O resultado negativo foi influenciado por uma combinação de fatores, entre eles a queda das receitas, o aumento das despesas financeiras e a revisão de provisões relacionadas a processos judiciais. Um dos principais impactos nas contas foi o reconhecimento de R$ 1,06 bilhão em provisões para ações trabalhistas, elevando o volume total de contingências judiciais da companhia para R$ 4,66 bilhões.
A receita bruta dos Correios atingiu R$ 4,04 bilhões entre janeiro e março, uma redução de 2,2% em comparação ao mesmo período de 2025. O segmento de encomendas, considerado um dos mais importantes para a estatal, registrou queda de 5,5%, enquanto as postagens internacionais sofreram retração de 60,3%.
Especialistas apontam que a forte concorrência de empresas privadas de logística e plataformas de comércio eletrônico tem reduzido a participação dos Correios em mercados considerados estratégicos. Nos últimos anos, grandes operadores ampliaram suas redes próprias de distribuição, aumentando a disputa por clientes corporativos e encomendas expressas.
Outro indicador que chamou atenção no balanço foi o crescimento das despesas financeiras. Os gastos com juros e encargos saltaram de R$ 283 milhões para R$ 985 milhões em apenas um ano. O aumento está relacionado à contratação de financiamentos destinados a reforçar o caixa da estatal durante o processo de reestruturação financeira.
Apesar do cenário adverso, os Correios conseguiram reduzir parte dos custos operacionais e das despesas com pessoal. A redução está ligada, principalmente, à adesão de empregados ao Programa de Demissão Voluntária (PDV), implantado como uma das medidas para conter gastos. A medida é uma iniciativa oferecida por empresas ou órgãos públicos para incentivar os funcionários a pedirem demissão em troca de um pacote especial de indenizações e benefícios
As indenizações pagas a clientes por atrasos ou falhas na prestação dos serviços também apresentaram forte crescimento. O valor desembolsado passou de R$ 2 milhões para R$ 30,5 milhões no comparativo anual, refletindo desafios operacionais enfrentados pela empresa.

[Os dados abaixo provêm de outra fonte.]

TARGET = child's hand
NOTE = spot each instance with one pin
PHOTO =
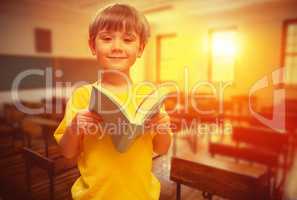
(85, 123)
(160, 123)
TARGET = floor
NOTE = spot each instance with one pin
(13, 185)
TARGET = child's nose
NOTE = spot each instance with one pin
(117, 44)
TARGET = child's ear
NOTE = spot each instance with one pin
(92, 47)
(140, 50)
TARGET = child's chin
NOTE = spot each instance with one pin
(116, 67)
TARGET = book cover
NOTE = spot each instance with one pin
(125, 127)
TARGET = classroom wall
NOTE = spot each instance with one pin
(70, 51)
(259, 30)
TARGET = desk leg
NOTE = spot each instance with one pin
(178, 191)
(207, 195)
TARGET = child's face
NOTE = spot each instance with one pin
(116, 50)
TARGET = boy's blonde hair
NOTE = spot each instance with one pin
(118, 17)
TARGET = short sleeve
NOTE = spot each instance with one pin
(78, 101)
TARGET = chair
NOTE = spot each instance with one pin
(261, 146)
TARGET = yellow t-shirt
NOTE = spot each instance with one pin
(105, 173)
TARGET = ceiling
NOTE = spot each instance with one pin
(150, 6)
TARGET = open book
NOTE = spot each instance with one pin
(123, 126)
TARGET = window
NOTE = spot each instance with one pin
(289, 58)
(222, 57)
(167, 66)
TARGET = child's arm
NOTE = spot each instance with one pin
(162, 137)
(71, 140)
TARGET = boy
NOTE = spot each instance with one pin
(117, 36)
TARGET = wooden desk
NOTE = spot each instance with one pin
(40, 126)
(219, 177)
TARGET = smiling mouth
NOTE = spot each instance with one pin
(117, 57)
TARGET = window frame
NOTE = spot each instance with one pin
(284, 39)
(210, 52)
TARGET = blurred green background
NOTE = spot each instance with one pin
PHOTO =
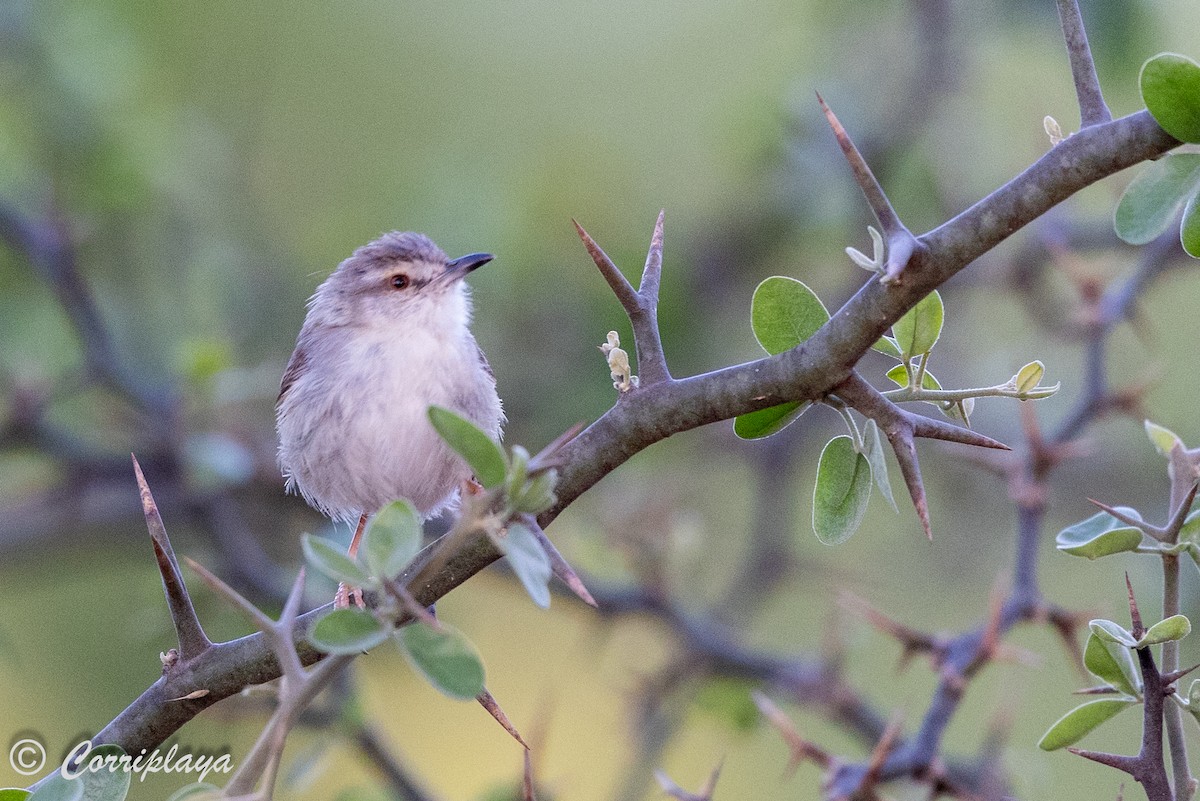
(214, 161)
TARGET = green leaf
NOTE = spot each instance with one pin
(1164, 439)
(539, 494)
(529, 561)
(106, 784)
(874, 451)
(1114, 664)
(843, 488)
(888, 347)
(918, 330)
(1078, 722)
(55, 788)
(348, 632)
(445, 658)
(730, 702)
(900, 375)
(1191, 530)
(784, 313)
(330, 560)
(469, 441)
(393, 538)
(198, 792)
(1099, 535)
(1170, 88)
(1174, 628)
(1189, 229)
(1155, 197)
(1111, 632)
(772, 420)
(1029, 377)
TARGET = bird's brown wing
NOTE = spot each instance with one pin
(483, 362)
(297, 366)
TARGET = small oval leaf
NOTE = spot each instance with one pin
(198, 792)
(1099, 535)
(1029, 377)
(1152, 200)
(888, 347)
(445, 658)
(1114, 664)
(347, 632)
(1078, 722)
(330, 560)
(772, 420)
(529, 561)
(58, 789)
(1079, 541)
(1191, 530)
(1170, 88)
(1174, 628)
(784, 313)
(393, 538)
(918, 330)
(477, 449)
(1164, 439)
(1111, 632)
(843, 488)
(1189, 228)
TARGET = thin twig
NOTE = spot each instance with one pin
(1092, 108)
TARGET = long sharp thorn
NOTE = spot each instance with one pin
(528, 786)
(616, 278)
(906, 456)
(930, 428)
(1134, 614)
(191, 634)
(559, 565)
(487, 702)
(1126, 764)
(653, 272)
(863, 176)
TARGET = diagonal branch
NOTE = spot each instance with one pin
(641, 306)
(192, 639)
(1092, 108)
(647, 416)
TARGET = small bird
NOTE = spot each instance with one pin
(387, 335)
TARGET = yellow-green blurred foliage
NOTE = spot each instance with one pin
(215, 160)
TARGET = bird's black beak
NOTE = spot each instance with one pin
(465, 264)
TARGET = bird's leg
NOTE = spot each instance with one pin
(347, 594)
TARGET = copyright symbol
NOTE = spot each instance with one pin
(27, 757)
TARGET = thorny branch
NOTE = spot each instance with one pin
(664, 405)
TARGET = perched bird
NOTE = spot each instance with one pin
(387, 335)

Desde o ano passado, os Correios executam um amplo plano de reestruturação que inclui revisão de contratos, redução de despesas administrativas, venda de imóveis considerados ociosos, modernização tecnológica e reorganização da rede operacional. A estatal também busca recuperar a competitividade no setor de logística e ampliar receitas em segmentos de maior valor agregado.
O patrimônio líquido da empresa permanece negativo, alcançando R$ 16,2 bilhões no encerramento do trimestre. A administração da estatal afirma que as medidas adotadas têm como objetivo restabelecer o equilíbrio financeiro e criar condições para que a companhia volte a apresentar resultados positivos a partir de 2027.
Mesmo diante do prejuízo bilionário, os Correios seguem responsáveis pela prestação do serviço postal universal no Brasil, atendendo municípios e localidades onde muitas vezes não há interesse comercial de operadores privados. A estatal mantém uma das maiores redes logísticas do país, com atuação em todos os municípios brasileiros.